I'd like to be able to calculate players' career stats (since 1999). I used to be able to do this with the calculate_player_stats() function. However, my understanding is that the calculate_player_stats() function has been superseded by the calculate_stats() function, and I am not able to do this directly with the calculate_stats() function.

If I use the seasonal statistics, I can do post-processing to figure out some of the career statistics (i.e., the variables that can be summed across years, e.g., passing touchdowns). However, some variables cannot be meaningfully summed or averaged across years to get the "true" career statistic (e.g., completion percentage, QBR).

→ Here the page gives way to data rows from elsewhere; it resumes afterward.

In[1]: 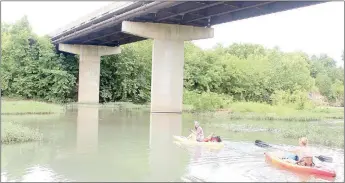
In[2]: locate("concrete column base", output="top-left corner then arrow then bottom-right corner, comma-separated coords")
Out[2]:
151,39 -> 184,113
59,44 -> 121,103
122,21 -> 214,113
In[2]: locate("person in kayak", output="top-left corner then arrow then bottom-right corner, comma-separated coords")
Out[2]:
188,122 -> 222,143
188,121 -> 205,142
284,137 -> 314,166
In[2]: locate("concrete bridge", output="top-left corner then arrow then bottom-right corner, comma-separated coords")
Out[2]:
50,1 -> 324,113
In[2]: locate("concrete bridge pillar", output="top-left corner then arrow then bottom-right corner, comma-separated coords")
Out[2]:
122,21 -> 214,113
59,44 -> 121,103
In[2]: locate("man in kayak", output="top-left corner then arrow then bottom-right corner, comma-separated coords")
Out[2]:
188,121 -> 222,142
188,121 -> 205,142
284,137 -> 314,166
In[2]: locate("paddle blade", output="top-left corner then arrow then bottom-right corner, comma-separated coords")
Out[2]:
315,155 -> 333,163
255,140 -> 272,148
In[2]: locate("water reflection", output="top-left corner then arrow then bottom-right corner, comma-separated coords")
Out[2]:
76,106 -> 99,154
149,113 -> 185,181
150,113 -> 182,146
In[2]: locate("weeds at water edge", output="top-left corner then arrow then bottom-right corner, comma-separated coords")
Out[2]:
1,122 -> 43,144
211,122 -> 344,148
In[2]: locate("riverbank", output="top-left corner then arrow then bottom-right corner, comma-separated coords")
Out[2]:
203,104 -> 344,121
204,119 -> 344,148
2,98 -> 65,115
78,101 -> 343,122
1,99 -> 64,144
3,98 -> 343,122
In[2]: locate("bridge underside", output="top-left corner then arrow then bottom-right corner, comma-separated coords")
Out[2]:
51,1 -> 323,47
53,1 -> 324,113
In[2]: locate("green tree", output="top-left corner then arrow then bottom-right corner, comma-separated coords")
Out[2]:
331,80 -> 344,106
315,73 -> 333,101
1,16 -> 76,102
99,40 -> 152,103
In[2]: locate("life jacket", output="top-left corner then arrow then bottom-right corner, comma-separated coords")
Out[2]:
203,137 -> 218,142
297,157 -> 314,167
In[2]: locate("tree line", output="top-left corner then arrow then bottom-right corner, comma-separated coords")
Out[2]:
1,16 -> 344,107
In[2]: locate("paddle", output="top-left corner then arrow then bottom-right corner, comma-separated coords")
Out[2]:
190,129 -> 197,135
189,130 -> 215,139
255,140 -> 333,163
187,129 -> 196,140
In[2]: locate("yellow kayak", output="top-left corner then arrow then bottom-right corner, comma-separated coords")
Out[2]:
173,135 -> 224,149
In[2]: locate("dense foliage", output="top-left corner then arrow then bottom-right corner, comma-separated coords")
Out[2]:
1,17 -> 344,107
1,16 -> 76,103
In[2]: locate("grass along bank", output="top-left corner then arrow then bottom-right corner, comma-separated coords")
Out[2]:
1,98 -> 62,144
2,99 -> 65,115
65,102 -> 150,111
185,102 -> 343,121
79,101 -> 343,122
1,122 -> 42,144
3,90 -> 342,121
182,91 -> 344,121
212,103 -> 343,121
90,100 -> 343,122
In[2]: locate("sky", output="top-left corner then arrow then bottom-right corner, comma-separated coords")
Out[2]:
1,1 -> 344,66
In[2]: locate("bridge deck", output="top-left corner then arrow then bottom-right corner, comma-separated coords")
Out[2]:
50,1 -> 323,47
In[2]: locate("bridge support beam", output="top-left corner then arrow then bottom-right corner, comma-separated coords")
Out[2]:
59,44 -> 121,104
122,21 -> 214,113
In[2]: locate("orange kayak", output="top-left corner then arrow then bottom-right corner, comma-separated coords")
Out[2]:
265,152 -> 336,178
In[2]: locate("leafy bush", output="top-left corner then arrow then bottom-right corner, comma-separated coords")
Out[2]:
229,101 -> 295,115
99,40 -> 152,103
183,90 -> 232,111
270,90 -> 314,110
1,16 -> 76,103
2,100 -> 64,114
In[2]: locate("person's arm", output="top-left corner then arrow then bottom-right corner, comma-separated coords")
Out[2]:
188,129 -> 196,139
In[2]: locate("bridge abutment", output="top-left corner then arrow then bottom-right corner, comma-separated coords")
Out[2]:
59,44 -> 121,104
122,21 -> 214,113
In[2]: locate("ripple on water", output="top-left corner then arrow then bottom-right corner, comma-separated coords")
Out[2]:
2,165 -> 72,182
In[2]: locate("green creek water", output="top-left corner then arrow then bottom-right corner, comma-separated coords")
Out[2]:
1,107 -> 344,182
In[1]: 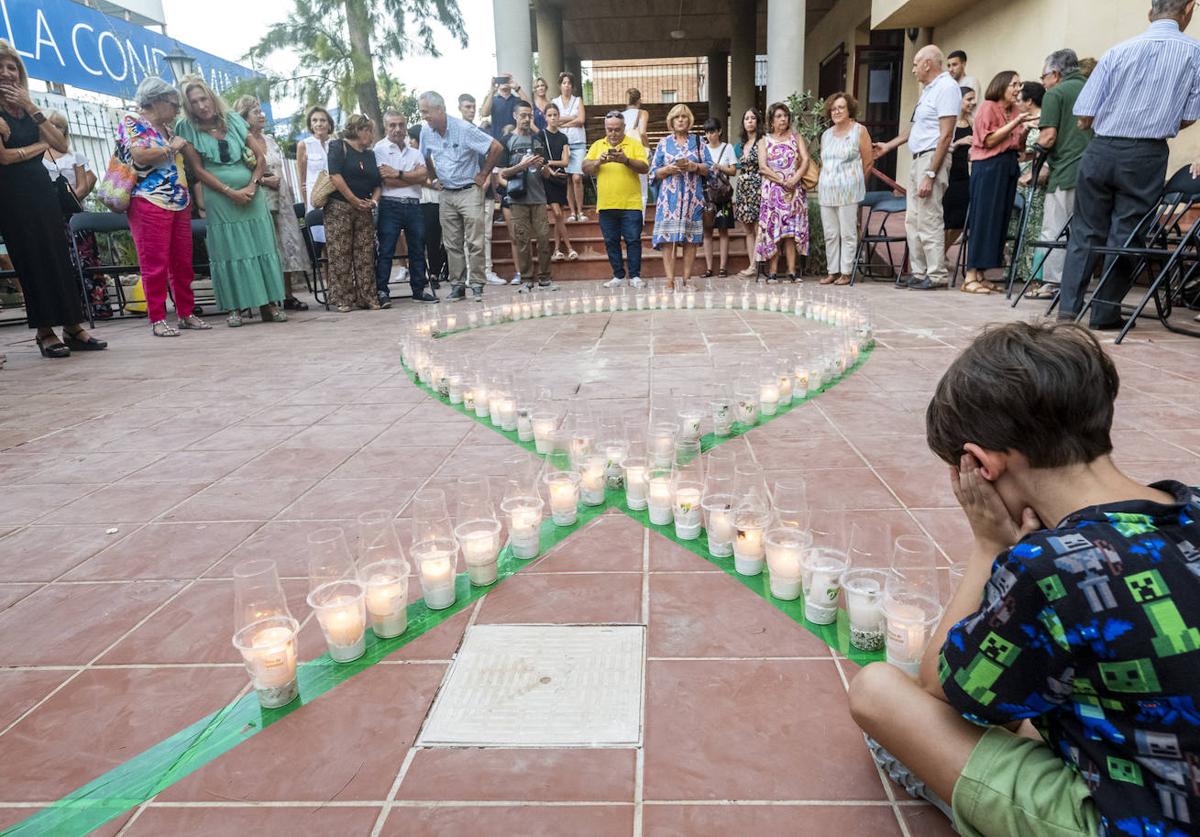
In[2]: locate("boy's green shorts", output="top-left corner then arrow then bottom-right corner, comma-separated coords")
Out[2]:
952,727 -> 1101,837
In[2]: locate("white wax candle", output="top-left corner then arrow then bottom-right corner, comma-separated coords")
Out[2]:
805,571 -> 839,623
445,314 -> 458,330
712,402 -> 733,436
624,465 -> 647,509
365,572 -> 407,638
569,298 -> 579,313
778,374 -> 793,404
580,460 -> 606,505
532,418 -> 556,453
549,479 -> 579,524
517,411 -> 534,441
247,625 -> 297,688
463,387 -> 476,411
318,594 -> 366,658
509,506 -> 542,558
678,411 -> 704,440
474,386 -> 490,418
704,291 -> 714,309
741,294 -> 751,311
724,292 -> 735,308
886,601 -> 928,665
448,377 -> 464,404
686,291 -> 696,309
648,477 -> 673,525
673,487 -> 702,540
604,445 -> 626,487
759,382 -> 780,416
498,398 -> 517,431
647,291 -> 658,307
673,292 -> 683,309
418,553 -> 456,609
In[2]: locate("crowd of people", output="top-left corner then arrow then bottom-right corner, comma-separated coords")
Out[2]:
4,0 -> 1199,360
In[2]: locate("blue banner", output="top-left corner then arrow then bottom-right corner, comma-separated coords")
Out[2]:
0,0 -> 261,100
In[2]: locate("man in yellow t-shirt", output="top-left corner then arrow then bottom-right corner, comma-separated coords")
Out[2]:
583,112 -> 650,288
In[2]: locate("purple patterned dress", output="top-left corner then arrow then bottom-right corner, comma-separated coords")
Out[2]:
755,134 -> 809,261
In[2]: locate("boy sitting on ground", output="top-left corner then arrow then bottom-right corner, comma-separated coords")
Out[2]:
849,321 -> 1200,837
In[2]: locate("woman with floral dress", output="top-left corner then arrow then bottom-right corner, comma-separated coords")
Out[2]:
651,104 -> 711,291
733,108 -> 763,278
755,102 -> 810,283
1015,81 -> 1048,294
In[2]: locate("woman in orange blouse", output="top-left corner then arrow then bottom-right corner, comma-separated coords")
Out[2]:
962,71 -> 1036,294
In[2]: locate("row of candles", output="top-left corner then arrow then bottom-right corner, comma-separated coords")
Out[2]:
411,282 -> 874,340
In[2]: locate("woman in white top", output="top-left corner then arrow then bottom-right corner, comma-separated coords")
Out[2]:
552,72 -> 587,221
816,92 -> 873,285
621,87 -> 650,210
296,106 -> 333,244
701,117 -> 737,278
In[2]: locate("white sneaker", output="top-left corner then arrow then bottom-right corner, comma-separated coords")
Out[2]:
509,273 -> 522,285
602,277 -> 626,288
630,277 -> 645,288
484,271 -> 506,285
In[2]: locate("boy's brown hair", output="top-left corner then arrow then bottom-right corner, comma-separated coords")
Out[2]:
926,322 -> 1120,467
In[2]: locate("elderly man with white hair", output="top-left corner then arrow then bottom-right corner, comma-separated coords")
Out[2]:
418,90 -> 504,302
873,45 -> 962,291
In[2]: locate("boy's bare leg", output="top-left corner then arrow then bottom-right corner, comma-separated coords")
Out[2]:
849,662 -> 986,805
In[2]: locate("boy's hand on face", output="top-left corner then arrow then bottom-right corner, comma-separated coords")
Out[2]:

Again, these can be estimated from seasonal statistics using additional postprocessing, weighted averages based on the number of games played in the season, etc., but doing it via postprocessing would be hack-ish.

Describe the solution you'd like

The capability to calculate players' stats across all available seasons (since 1999) was able to be performed using the calculate_player_stats() function:

nfl_pbp <- nflreadr::load_pbp(seasons = TRUE)

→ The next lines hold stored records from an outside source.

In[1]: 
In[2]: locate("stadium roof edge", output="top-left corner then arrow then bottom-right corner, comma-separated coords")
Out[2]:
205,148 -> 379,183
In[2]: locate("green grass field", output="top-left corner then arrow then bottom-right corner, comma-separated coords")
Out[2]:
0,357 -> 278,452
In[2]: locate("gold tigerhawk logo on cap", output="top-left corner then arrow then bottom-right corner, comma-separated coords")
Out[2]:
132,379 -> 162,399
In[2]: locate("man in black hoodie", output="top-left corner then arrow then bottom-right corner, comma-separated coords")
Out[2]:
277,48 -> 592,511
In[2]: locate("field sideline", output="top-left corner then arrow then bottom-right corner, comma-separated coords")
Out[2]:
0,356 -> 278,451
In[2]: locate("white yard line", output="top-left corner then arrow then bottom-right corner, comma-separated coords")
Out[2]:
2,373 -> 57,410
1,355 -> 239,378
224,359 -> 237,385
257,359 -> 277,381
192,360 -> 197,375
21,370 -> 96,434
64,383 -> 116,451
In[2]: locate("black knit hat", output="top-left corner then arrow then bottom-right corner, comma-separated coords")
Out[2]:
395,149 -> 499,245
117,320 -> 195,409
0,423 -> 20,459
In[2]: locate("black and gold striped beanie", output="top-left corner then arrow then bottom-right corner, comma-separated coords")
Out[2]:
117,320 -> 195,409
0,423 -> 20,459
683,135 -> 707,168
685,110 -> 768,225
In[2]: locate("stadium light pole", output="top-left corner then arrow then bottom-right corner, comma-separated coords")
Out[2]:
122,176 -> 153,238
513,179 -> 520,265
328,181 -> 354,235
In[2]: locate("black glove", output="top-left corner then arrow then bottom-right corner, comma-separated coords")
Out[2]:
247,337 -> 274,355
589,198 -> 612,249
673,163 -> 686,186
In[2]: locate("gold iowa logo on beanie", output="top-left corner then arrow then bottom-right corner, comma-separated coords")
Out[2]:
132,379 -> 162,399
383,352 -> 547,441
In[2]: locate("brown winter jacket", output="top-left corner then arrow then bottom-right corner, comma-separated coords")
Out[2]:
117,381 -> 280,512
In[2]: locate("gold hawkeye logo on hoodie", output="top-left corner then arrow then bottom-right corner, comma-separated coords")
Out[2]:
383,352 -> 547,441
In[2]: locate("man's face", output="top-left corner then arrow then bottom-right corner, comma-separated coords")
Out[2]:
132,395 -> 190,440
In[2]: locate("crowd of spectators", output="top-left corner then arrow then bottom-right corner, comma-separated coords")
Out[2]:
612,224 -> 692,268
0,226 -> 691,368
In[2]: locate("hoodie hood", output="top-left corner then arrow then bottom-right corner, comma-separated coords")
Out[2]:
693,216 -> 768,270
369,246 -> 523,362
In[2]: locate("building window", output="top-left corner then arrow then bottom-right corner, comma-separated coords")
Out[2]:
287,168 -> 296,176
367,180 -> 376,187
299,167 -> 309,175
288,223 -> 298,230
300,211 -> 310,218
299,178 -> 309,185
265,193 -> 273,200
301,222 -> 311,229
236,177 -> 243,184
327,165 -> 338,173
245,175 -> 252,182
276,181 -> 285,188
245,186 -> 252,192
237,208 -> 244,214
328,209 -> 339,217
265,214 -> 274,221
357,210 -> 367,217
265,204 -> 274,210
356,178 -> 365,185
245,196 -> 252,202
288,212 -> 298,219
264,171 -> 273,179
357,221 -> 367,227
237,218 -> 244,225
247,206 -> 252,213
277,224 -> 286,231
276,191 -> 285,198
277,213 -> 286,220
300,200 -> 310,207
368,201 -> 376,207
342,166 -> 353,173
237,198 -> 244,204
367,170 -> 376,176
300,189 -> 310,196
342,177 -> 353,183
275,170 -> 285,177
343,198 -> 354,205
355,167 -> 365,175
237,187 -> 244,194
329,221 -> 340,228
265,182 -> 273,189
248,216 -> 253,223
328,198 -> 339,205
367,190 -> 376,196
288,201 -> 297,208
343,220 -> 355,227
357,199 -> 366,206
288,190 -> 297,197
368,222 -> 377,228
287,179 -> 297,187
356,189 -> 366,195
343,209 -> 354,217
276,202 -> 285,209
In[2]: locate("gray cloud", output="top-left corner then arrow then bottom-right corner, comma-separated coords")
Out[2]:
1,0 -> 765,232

careerStats_offense <- nflfastR::calculate_player_stats(
  nfl_pbp,
  weekly = FALSE)

careerStats_defense <- nflfastR::calculate_player_stats_def(
  nfl_pbp,
  weekly = FALSE)

careerStats_kicking <- nflfastR::calculate_player_stats_kicking(
  nfl_pbp,
  weekly = FALSE)

It would be nice to add this capability to the calculate_stats() function. For instance, it would be helpful to add "career" as an option to the summary_level argument:

calculate_stats(
  seasons = TRUE,
  summary_level = c("season", "week", "career")
  stat_type = c("player", "team"),
  season_type = c("REG", "POST", "REG+POST")
)

Describe alternatives you've considered

No response

Additional context

No response

At the moment calculate_stats() calculates a total of 118 different variables. There is only one (!), namely passing_cpoe, which cannot simply be summed up. However, the code for this is freely accessible here and easy to adapt.

passing_stats_from_pbp <- pbp %>%
dplyr::filter(.data$play_type %in% c("pass", "qb_spike")) %>%
dplyr::select(
"season", "week", "team" = "posteam",
"player_id" = "passer_player_id", "qb_epa", "cpoe"
) %>%
dplyr::group_by(!!!grp_vars) %>%
dplyr::summarise(
passing_epa = sum(.data$qb_epa, na.rm = TRUE),
# mean will return NaN if all values are NA, because we remove NA
passing_cpoe = if (any(!is.na(.data$cpoe))) mean(.data$cpoe, na.rm = TRUE) else NA_real_
) %>%
dplyr::ungroup()

All other stats can either be summed or calculated from the summed stats.

Performing the complete calculation for all available seasons is extremely inefficient and can lead to memory problems on some computers. I will therefore not implement this.